España necesita un gobierno fuerte, que tenga lo que hay que tener para acordar grandes pactos. Que ponga punto y final a las absurdas idas y venidas en la educación y que se dejen de puñetas ideológicas y miren qué se hace fuera —¿no nos hemos estado mirando el ombligo ya demasiado?, ¡por favor!—; que pongan al día la Constitución si, como parece, es necesario; que ayuden de verdad a la familia —y las familias grandes—, la única que de verdad puede hacer un país sostenible —¡que no es una cuestión de derechas o de izquierdas, sino de números! Miren, si no me creen, a la vecina y “laica” Francia—; que faciliten la inserción laboral y la consecuente baja de maternidad a la mujer embarazada; que no pongan tantas trabas para los matrimonios que quieran adoptar y no se dejen guiar por lo que conlleva el gran negocio del aborto y del cada vez más beneficioso negocio de las “mujeres subrogadas”…

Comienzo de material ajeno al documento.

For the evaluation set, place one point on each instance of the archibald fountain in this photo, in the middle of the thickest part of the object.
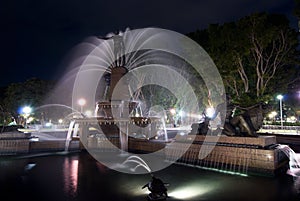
(234, 147)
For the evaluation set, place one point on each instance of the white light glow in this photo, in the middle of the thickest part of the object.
(190, 191)
(280, 97)
(172, 111)
(210, 112)
(26, 110)
(81, 102)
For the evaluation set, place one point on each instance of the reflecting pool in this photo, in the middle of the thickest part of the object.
(79, 177)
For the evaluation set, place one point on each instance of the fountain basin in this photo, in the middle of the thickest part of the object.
(243, 155)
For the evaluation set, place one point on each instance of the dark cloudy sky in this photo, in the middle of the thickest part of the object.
(36, 35)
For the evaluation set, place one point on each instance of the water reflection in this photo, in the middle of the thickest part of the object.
(70, 173)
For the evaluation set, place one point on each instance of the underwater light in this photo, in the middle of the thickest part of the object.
(189, 191)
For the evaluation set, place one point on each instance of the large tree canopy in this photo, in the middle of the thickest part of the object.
(255, 55)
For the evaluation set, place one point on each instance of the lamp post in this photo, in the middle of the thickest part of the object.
(81, 102)
(26, 112)
(280, 97)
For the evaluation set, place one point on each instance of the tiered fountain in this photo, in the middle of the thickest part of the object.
(117, 117)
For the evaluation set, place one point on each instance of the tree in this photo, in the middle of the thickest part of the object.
(255, 55)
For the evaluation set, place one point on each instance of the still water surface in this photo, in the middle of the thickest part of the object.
(79, 177)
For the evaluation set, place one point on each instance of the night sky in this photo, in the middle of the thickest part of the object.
(37, 35)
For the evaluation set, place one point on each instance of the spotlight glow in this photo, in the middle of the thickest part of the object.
(210, 112)
(190, 191)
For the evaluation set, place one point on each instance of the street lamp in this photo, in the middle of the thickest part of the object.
(26, 112)
(280, 97)
(81, 102)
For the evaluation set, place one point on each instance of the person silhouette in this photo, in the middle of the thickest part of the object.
(157, 186)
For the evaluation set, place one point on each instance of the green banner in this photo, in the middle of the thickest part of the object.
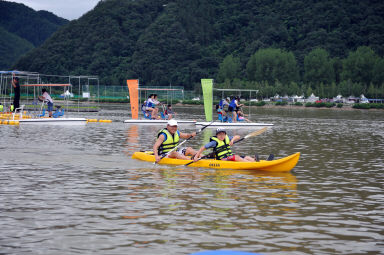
(207, 86)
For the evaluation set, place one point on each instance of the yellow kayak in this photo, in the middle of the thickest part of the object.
(277, 165)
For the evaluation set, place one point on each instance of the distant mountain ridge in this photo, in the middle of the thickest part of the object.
(22, 29)
(178, 42)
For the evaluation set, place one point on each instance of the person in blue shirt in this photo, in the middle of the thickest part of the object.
(151, 106)
(221, 145)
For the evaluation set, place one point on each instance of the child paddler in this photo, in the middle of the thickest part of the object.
(168, 138)
(221, 145)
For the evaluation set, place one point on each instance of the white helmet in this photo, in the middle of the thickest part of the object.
(172, 122)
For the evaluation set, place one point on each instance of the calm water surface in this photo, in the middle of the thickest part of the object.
(76, 190)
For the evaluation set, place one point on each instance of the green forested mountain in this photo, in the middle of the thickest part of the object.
(178, 42)
(22, 29)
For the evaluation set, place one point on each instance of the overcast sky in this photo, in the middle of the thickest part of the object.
(68, 9)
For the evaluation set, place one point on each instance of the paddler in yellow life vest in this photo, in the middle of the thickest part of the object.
(221, 145)
(168, 138)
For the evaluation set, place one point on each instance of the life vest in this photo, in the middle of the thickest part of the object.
(233, 104)
(149, 104)
(168, 144)
(222, 149)
(221, 103)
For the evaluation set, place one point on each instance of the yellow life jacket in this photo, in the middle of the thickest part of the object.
(222, 149)
(168, 144)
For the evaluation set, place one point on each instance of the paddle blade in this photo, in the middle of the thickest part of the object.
(257, 132)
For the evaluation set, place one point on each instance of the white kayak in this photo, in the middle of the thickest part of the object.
(233, 124)
(54, 121)
(158, 122)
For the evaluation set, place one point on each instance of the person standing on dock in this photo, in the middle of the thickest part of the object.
(47, 98)
(16, 89)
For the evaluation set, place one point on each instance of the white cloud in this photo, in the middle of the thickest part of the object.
(68, 9)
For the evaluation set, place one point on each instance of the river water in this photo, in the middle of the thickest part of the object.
(76, 190)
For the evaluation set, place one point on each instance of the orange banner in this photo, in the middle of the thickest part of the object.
(133, 86)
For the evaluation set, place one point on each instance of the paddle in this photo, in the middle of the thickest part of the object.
(255, 133)
(201, 129)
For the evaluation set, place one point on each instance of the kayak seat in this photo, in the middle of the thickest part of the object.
(42, 113)
(147, 115)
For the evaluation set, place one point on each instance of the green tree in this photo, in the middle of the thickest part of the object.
(229, 68)
(318, 67)
(358, 66)
(272, 65)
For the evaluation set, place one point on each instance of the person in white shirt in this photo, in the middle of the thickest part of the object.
(47, 98)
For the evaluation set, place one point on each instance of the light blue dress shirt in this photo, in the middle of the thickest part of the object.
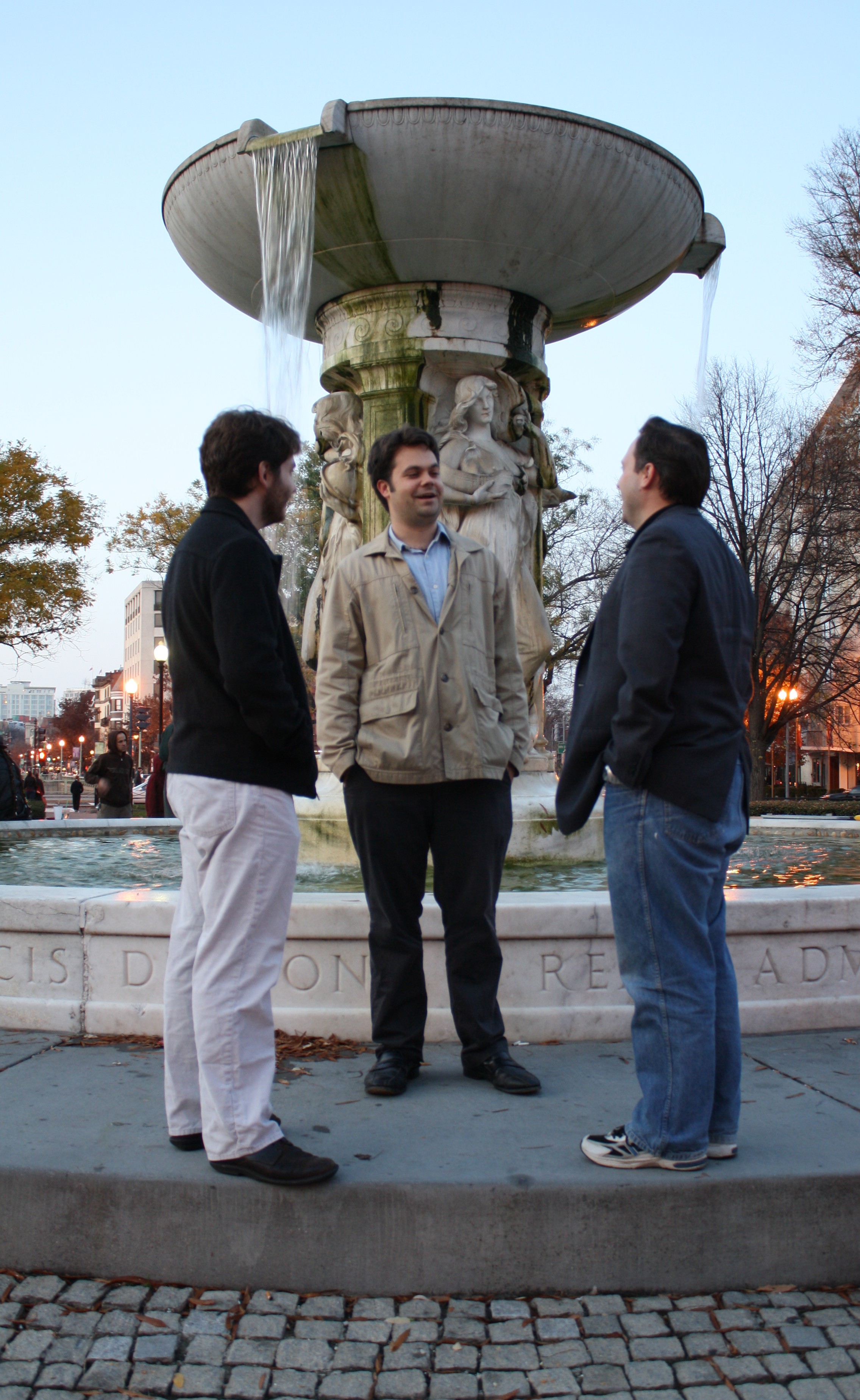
(429, 566)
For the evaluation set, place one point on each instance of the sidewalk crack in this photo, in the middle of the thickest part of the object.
(813, 1088)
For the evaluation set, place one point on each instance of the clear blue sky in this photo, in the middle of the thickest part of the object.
(114, 358)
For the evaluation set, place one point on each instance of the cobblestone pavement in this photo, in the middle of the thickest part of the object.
(62, 1338)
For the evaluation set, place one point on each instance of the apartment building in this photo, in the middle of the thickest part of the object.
(108, 706)
(20, 701)
(831, 749)
(144, 632)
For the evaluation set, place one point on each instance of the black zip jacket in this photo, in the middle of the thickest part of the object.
(665, 678)
(240, 703)
(120, 772)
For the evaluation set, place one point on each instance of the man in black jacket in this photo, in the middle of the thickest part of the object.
(660, 696)
(243, 744)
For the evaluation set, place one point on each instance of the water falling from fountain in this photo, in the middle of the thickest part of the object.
(709, 290)
(285, 180)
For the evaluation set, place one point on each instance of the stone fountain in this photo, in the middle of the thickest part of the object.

Es el momento de acabar con tanto político cortoplacista que solo piensa y actúa por su partido, y no, en realidad, por el bien de su país. Es muy triste que, en España, aún se siga arrastrando la mentalidad de pre y postguerra, donde pienses así, o pienses asá, serás etiquetado de una manera o de otra. Y mientras tanto, el mundo nos mira y se ríe —por no llorar—, preguntándose cómo es posible que sigamos con estos parámetros tan descabellados.

¡Ay, si levantara la cabeza Aristóteles!